3) L'essere, il mondo, l'aperto non sono, però, qualcosa di altro rispetto all'ambiente e alla vita animale: essi non sono che l'interruzione e la cattura del rapporto del vivente col suo disinibitore. L'aperto non è che un afferramento del non-aperto animale. L'uomo sospende la sua animalità e, in questo modo, apre una zona «libera e vuota» in cui la vita è catturata e abbandonata in una zona di eccezione.

4) Proprio perché il mondo si è aperto per l'uomo soltanto attraverso la sospensione e la cattura della vita animale, l'essere è già sempre traversato dal nulla, la Lichtung è già sempre Nichtung.

5) Il conflitto politico decisivo, che governa ogni altro conflitto, è, nella nostra cultura, quello fra l'animalità e l'umanità dell'uomo. La politica occidentale è, cioè, cooriginariamente biopolitica.

6) Se la macchina antropologica era il motore del divenire storico dell'uomo, allora la fine della filosofia e il compimento delle destinazioni epocali dell'essere significano che la macchina gira oggi a vuoto.

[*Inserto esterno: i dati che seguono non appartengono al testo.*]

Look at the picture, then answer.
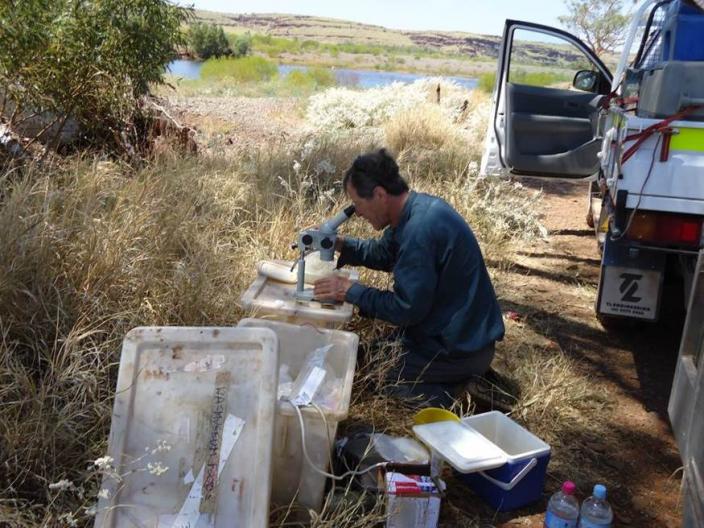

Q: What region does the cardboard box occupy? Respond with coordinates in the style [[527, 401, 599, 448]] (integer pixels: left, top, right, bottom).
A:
[[386, 471, 440, 528]]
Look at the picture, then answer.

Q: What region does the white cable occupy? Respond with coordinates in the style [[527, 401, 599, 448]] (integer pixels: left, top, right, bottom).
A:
[[291, 403, 388, 480]]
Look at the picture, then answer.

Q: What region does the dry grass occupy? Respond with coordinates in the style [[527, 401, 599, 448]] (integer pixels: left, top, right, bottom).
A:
[[0, 88, 602, 528]]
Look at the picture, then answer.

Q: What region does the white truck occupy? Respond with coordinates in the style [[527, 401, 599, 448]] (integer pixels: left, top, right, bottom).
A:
[[481, 0, 704, 323], [481, 0, 704, 528]]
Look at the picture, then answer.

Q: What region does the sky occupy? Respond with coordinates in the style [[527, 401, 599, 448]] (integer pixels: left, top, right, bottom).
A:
[[183, 0, 567, 35]]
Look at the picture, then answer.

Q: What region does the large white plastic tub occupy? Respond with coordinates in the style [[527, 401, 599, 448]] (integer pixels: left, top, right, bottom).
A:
[[238, 319, 359, 510], [240, 261, 359, 328], [413, 411, 550, 511], [95, 327, 278, 528]]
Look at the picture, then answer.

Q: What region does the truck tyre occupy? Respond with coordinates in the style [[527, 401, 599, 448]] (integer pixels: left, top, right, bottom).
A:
[[596, 313, 639, 334]]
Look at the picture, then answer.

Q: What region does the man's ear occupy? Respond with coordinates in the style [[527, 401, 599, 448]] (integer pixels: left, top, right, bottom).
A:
[[372, 185, 389, 199]]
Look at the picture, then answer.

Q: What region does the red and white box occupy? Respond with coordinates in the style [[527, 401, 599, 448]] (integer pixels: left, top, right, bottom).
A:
[[386, 471, 440, 528]]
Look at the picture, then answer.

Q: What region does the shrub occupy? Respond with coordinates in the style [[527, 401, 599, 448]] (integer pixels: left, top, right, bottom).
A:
[[0, 0, 191, 148], [477, 72, 496, 93], [201, 57, 278, 82], [232, 33, 252, 57], [188, 23, 232, 60]]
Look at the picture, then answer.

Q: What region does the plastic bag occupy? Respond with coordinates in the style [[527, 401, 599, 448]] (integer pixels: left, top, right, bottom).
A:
[[290, 344, 335, 407]]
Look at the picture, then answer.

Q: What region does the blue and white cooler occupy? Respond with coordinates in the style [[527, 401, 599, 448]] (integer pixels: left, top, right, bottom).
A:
[[413, 411, 550, 511]]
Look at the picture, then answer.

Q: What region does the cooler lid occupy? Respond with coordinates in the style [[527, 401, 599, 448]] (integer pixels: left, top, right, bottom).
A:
[[413, 421, 508, 473], [95, 327, 278, 528]]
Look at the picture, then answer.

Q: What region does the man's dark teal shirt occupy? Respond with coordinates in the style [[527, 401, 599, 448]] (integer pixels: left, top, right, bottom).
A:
[[340, 191, 504, 358]]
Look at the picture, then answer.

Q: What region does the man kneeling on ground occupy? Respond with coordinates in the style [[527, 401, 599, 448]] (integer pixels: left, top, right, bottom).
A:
[[315, 149, 504, 406]]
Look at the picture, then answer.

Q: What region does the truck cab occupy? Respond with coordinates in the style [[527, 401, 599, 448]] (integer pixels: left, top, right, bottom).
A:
[[480, 0, 704, 321]]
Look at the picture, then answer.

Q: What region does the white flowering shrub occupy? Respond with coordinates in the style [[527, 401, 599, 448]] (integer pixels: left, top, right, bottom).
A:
[[306, 79, 470, 132]]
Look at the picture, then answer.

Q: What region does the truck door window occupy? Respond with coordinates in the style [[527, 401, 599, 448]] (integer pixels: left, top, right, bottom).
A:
[[631, 0, 672, 69], [508, 28, 598, 90]]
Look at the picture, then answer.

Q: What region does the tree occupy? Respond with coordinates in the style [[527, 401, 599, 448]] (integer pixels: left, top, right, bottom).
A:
[[0, 0, 191, 150], [232, 33, 252, 57], [188, 23, 232, 60], [558, 0, 628, 55]]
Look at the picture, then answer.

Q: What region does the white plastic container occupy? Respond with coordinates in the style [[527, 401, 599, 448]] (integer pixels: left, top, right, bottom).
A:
[[413, 411, 550, 511], [240, 261, 359, 328], [238, 319, 359, 510], [95, 327, 278, 528]]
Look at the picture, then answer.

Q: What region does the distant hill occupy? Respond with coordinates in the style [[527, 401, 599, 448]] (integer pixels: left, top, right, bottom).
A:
[[195, 10, 582, 65]]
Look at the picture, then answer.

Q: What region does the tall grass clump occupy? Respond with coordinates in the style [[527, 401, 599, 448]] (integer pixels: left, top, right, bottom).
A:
[[0, 79, 552, 528], [200, 57, 278, 83], [283, 68, 336, 94]]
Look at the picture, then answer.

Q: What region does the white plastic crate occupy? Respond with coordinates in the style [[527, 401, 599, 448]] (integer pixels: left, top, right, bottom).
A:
[[240, 261, 359, 328], [95, 327, 278, 528], [238, 319, 359, 510]]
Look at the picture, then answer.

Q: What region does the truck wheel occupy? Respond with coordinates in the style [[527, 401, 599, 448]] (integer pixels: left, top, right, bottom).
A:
[[596, 313, 638, 333]]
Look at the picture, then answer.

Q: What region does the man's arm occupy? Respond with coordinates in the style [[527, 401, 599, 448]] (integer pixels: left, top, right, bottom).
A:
[[345, 230, 438, 327], [337, 229, 394, 271]]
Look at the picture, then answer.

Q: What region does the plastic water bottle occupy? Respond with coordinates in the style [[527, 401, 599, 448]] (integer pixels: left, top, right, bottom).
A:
[[579, 484, 614, 528], [543, 480, 579, 528]]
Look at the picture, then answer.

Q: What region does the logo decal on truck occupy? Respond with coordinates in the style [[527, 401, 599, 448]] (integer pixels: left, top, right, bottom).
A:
[[599, 266, 662, 321], [618, 273, 643, 302]]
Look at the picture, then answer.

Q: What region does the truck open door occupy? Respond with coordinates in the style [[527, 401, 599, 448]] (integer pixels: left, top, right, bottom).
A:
[[668, 250, 704, 528], [480, 20, 611, 178]]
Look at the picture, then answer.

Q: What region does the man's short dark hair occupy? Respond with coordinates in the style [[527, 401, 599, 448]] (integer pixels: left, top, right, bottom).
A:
[[342, 149, 408, 198]]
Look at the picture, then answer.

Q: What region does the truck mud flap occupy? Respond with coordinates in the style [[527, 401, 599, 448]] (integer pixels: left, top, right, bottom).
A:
[[597, 237, 666, 321]]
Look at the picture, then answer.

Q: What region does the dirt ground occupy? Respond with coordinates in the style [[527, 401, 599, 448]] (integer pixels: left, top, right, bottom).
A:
[[171, 98, 683, 528], [496, 179, 683, 528]]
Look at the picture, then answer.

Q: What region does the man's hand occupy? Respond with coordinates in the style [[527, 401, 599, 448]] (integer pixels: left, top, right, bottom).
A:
[[335, 235, 345, 253], [313, 275, 352, 302]]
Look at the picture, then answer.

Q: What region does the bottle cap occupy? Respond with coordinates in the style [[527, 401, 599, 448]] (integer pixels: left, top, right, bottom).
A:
[[562, 480, 577, 495], [592, 484, 606, 500]]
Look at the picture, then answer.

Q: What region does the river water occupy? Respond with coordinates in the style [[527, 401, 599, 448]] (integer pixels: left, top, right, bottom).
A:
[[168, 60, 477, 90]]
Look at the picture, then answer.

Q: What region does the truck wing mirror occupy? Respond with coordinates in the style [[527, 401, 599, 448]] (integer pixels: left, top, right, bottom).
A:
[[572, 70, 599, 92]]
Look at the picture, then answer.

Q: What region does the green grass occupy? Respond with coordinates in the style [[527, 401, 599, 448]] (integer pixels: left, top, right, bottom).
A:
[[201, 57, 278, 82], [236, 33, 446, 58], [165, 64, 337, 97], [477, 70, 572, 93]]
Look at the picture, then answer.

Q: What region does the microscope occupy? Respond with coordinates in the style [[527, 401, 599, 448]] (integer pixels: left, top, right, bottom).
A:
[[291, 205, 354, 301]]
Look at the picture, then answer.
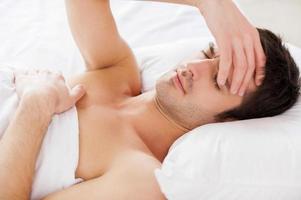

Due scenari sono a questo punto possibili nella prospettiva di Heidegger: a) l'uomo poststorico non custodisce più la propria animalità in quanto indischiudibile, ma cerca di governarla e prenderla in carico attraverso la tecnica; b) l'uomo, il pastore dell'essere, si appropria della sua stessa latenza, della sua stessa animalità, che non resta nascosta né è fatta oggetto di dominio, ma è pensata come tale, come puro abbandono.